The PTT Public Company Limited (PTT) of Thailand is the project’s main investor.
The oil refinery complex is set to be operational by 2018.
Igor Soglayev, General Director of Sarvors Company, a unit of Russia’s state-owned oil giant Rosneft, said the company would become PTT’s strategic partners in the project.
Sogolayev was quoted by local Vietnamese media as saying that the refinery would require huge backing from the central and provincial governments.
Such an investment would provide a boost for Vietnam whose GDP rose 5.54 per cent in the third quarter from a year earlier.
The oil refinery would have a capacity of 660,000 barrels per day (bpd), or almost five times the current capacity of the only existing facility, the Dung Quat refinery.

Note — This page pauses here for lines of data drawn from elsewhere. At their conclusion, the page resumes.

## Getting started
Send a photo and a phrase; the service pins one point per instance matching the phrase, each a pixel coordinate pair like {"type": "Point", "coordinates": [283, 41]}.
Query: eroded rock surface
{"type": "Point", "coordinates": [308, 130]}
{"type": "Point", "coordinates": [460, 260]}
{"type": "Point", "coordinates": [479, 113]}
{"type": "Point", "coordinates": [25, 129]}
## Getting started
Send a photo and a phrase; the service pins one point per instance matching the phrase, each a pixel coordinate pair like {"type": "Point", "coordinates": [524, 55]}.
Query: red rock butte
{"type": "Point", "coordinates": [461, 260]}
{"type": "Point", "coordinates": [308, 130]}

The proposed facility could be built in Nhon Hoi, about 1,000 km (620 miles) south of the capital Hanoi.
Russia and Vietnam have close defence ties after the two sides signed an agreement on military technology until 2020.
Meanwhile, Rosneft officials last week in Vietnam assessed the transparency of Nhon Hoi Economic Zone’s investment incentives and infrastructure conditions.
Rosneft President Igor Sechin is expected to accompany President Putin during his visit to Vietnam on November 12.
PTT says the refinery will cost around $28 billion and that they are looking for more investment partners for the project.
The Nhon Hoi complex will be one of the largest oil refinery complexes in Asia once in operation.